Jeff Harless Painting is a Christian-owned activity, and it is greatly praised by customers for their high business ethics, integrity and honesty.

If anyone is interested in their services, they can be reached at 252-478-4779.

It is time for our community to take care of its own. Why not start by taking care of the repairs we need at a price we can afford?

Wednesday, September 17, 2008

Discipline: The Building Block of a Functional Society

The main goal of discipline is to teach children self-control and remind them that there are natural consequences to their actions: by repeatedly associating an unpleasant consequence to an unwanted behavior, the children are able to learn the difference between what is acceptable and what is not.

In generations past, the rearing of children was stricter when compared to the standards our society lives by today, and most of those children grew into responsible and creative adults.

Today, in an era of psychological expertise aimed at telling parents how they should raise their children, parents don’t know how to act any more. A new school of thought teaches that parents should praise their children for good behavior and not discipline them; because all children thrive on praise and acceptance, if rewarded for the good actions, they will try to repeat those behaviors to earn even more positive attention.

Yet, our youth is not thriving. Juvenile crime rates are rising at frightening speed, and our children are caught in a spiral of self-destruction.

As parents are losing their grip on the ability to keep things under control, and feel that society is promoting a new generation of weeping, uncontrolled criminals, new fundamentalist groups are sprouting like poisonous mushrooms on a field. Michael Pearl, the minister who advises parents to beat their children with plastic plumbing supply line, is only one of the radical advocates of parental rights who, sadly, appeal to the weary and frightened parents who no longer know where to turn.

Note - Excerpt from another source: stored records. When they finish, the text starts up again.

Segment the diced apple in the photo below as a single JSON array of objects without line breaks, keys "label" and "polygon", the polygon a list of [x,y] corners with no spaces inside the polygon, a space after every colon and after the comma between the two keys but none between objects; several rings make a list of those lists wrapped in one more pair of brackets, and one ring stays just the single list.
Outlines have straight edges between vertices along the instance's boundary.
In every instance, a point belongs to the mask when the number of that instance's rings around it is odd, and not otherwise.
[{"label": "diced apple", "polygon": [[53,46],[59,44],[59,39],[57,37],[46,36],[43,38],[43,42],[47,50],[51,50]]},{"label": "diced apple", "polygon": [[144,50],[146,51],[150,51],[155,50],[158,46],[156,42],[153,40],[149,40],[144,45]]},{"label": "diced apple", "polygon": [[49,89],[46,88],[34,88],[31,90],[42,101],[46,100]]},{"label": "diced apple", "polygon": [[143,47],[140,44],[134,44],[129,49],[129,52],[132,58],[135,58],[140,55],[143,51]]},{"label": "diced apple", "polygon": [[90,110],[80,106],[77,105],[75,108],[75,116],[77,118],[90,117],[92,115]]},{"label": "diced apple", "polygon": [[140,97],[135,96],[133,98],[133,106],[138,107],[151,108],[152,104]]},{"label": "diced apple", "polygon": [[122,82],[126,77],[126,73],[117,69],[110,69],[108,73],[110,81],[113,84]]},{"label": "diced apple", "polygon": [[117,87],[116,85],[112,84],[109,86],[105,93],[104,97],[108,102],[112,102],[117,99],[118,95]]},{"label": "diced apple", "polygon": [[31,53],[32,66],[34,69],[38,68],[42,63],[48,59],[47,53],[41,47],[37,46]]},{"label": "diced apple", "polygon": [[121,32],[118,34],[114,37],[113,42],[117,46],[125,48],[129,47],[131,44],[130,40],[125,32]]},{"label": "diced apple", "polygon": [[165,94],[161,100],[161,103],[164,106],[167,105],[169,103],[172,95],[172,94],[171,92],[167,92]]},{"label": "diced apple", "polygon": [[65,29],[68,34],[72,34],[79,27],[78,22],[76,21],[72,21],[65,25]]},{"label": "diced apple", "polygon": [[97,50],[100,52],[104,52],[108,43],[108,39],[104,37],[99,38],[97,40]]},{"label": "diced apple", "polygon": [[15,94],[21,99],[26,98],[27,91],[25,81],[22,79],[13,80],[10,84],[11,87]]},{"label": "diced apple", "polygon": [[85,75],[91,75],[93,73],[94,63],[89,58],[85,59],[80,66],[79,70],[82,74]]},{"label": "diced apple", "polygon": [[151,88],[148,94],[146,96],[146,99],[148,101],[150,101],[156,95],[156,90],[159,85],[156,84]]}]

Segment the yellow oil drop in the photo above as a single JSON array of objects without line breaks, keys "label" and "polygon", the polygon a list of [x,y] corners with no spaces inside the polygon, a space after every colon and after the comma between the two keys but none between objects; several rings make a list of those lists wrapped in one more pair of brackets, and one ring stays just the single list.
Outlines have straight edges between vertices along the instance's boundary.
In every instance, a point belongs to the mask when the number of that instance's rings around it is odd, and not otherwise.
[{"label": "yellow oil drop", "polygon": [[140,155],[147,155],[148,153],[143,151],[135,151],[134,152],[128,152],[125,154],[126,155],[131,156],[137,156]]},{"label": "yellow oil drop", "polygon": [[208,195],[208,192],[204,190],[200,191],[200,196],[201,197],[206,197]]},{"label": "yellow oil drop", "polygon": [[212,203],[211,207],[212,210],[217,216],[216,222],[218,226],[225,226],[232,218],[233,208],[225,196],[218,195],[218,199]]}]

So, parents ask, is there a right way to raise happy children who will become well adjusted, productive adults?

One of the main things to remember is that our children are being raised in a world dominated by societal and peer pressure, and parental skills are compared to those exhibited by theatrical parents on TV sitcoms. Those forever smiling television parents-always available and never losing their cool-are not real and it is unfair to use them as a scale to measure real life parents, who are weighed down by financial burdens and tighter schedules.

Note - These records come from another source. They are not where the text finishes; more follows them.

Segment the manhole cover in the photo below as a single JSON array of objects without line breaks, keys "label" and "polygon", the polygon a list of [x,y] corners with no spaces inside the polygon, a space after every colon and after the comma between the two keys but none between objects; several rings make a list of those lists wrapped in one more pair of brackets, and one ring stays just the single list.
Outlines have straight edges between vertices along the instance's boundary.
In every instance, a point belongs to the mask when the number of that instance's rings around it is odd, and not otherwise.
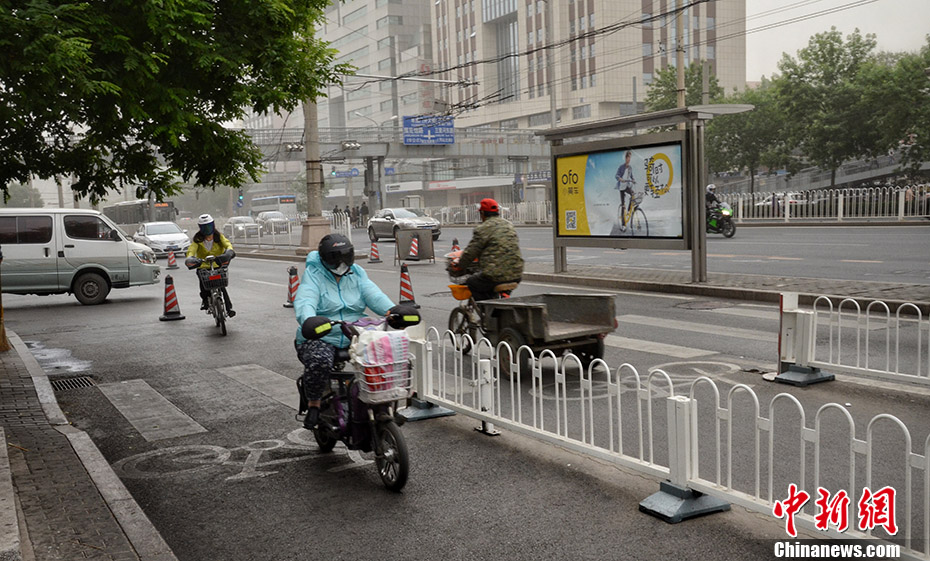
[{"label": "manhole cover", "polygon": [[56,392],[80,390],[97,386],[97,383],[94,382],[94,379],[89,376],[77,376],[75,378],[56,378],[54,380],[50,380],[50,382],[52,383],[52,389],[54,389]]},{"label": "manhole cover", "polygon": [[676,304],[675,307],[685,310],[717,310],[719,308],[732,308],[733,305],[728,302],[682,302]]}]

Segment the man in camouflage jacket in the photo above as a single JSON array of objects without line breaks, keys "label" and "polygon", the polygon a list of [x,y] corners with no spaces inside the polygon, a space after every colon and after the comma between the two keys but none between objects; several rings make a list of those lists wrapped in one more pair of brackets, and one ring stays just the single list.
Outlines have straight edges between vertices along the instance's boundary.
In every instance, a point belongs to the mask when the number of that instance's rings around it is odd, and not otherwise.
[{"label": "man in camouflage jacket", "polygon": [[479,211],[481,224],[475,227],[459,263],[468,272],[477,271],[466,281],[475,300],[489,300],[496,296],[495,285],[520,282],[523,257],[517,231],[513,224],[500,217],[497,201],[482,200]]}]

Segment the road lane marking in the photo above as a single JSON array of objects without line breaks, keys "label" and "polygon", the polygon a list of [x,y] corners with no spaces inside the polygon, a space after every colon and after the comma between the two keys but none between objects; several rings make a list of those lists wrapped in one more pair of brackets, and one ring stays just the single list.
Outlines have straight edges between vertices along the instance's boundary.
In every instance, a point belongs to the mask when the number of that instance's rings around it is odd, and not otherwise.
[{"label": "road lane marking", "polygon": [[753,329],[740,329],[738,327],[727,327],[724,325],[713,325],[707,323],[693,323],[690,321],[678,321],[665,318],[654,318],[648,316],[624,315],[617,317],[617,321],[630,325],[648,325],[650,327],[661,327],[664,329],[673,329],[677,331],[693,331],[705,335],[719,335],[722,337],[737,337],[740,339],[752,339],[753,341],[772,342],[777,338],[777,333],[768,333],[765,331],[756,331]]},{"label": "road lane marking", "polygon": [[675,358],[697,358],[700,356],[717,354],[716,351],[692,349],[690,347],[657,343],[656,341],[644,341],[642,339],[631,339],[629,337],[620,337],[619,335],[608,335],[604,338],[604,344],[609,347],[616,347],[628,351],[652,353]]},{"label": "road lane marking", "polygon": [[207,432],[145,380],[99,384],[101,393],[149,442]]},{"label": "road lane marking", "polygon": [[778,319],[778,312],[774,310],[759,310],[759,309],[747,309],[747,308],[717,308],[715,310],[707,310],[715,314],[726,314],[729,316],[740,316],[753,319]]},{"label": "road lane marking", "polygon": [[228,366],[217,368],[216,371],[282,405],[297,409],[297,383],[292,378],[282,376],[257,364]]},{"label": "road lane marking", "polygon": [[286,283],[283,283],[283,282],[268,282],[268,281],[260,281],[260,280],[256,280],[256,279],[242,279],[242,280],[244,280],[244,281],[246,281],[246,282],[254,282],[254,283],[258,283],[258,284],[268,284],[268,285],[271,285],[271,286],[278,286],[278,287],[287,288],[287,284],[286,284]]}]

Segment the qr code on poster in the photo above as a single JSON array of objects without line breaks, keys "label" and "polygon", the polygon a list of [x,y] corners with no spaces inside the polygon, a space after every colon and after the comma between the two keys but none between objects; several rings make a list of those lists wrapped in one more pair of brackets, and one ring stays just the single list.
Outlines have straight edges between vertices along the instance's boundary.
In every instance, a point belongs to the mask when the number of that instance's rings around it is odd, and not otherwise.
[{"label": "qr code on poster", "polygon": [[578,229],[578,217],[577,211],[575,210],[566,210],[565,211],[565,229],[566,230],[577,230]]}]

Also, the demands on children are doubling with each passing day, as they are expected to behave like pint size adults in a society which no longer allows children to be children.
If a child is rambunctious, he or she is quickly diagnosed as having ADD or ADHD, and is medicated to numb the excess energy which no longer has an outlet through creative play and physical activity.

In the old days, children were able to go outside and play from sunrise to sunset, and were therefore allowed to use the endless supply of energy that they are naturally equipped with. In today’s world, children are increasingly kept inside and forced to channel their energy into indoor entertainment, often with the result of living their childhood through the virtual adventures of video games characters.

With that said, it is important to understand that discipline is just as important today as it was yesterday, and children need limits and boundaries that will control their natural tendency to go overboard.

There has to be a balance of praise and moderate discipline, so that the child will feel loved, accepted and appreciated, but will also understand what areas of behavior need improvement.As parents, we have the responsibility of maintaining the reins of this balance, if we ever hope to set the building blocks of a functional society.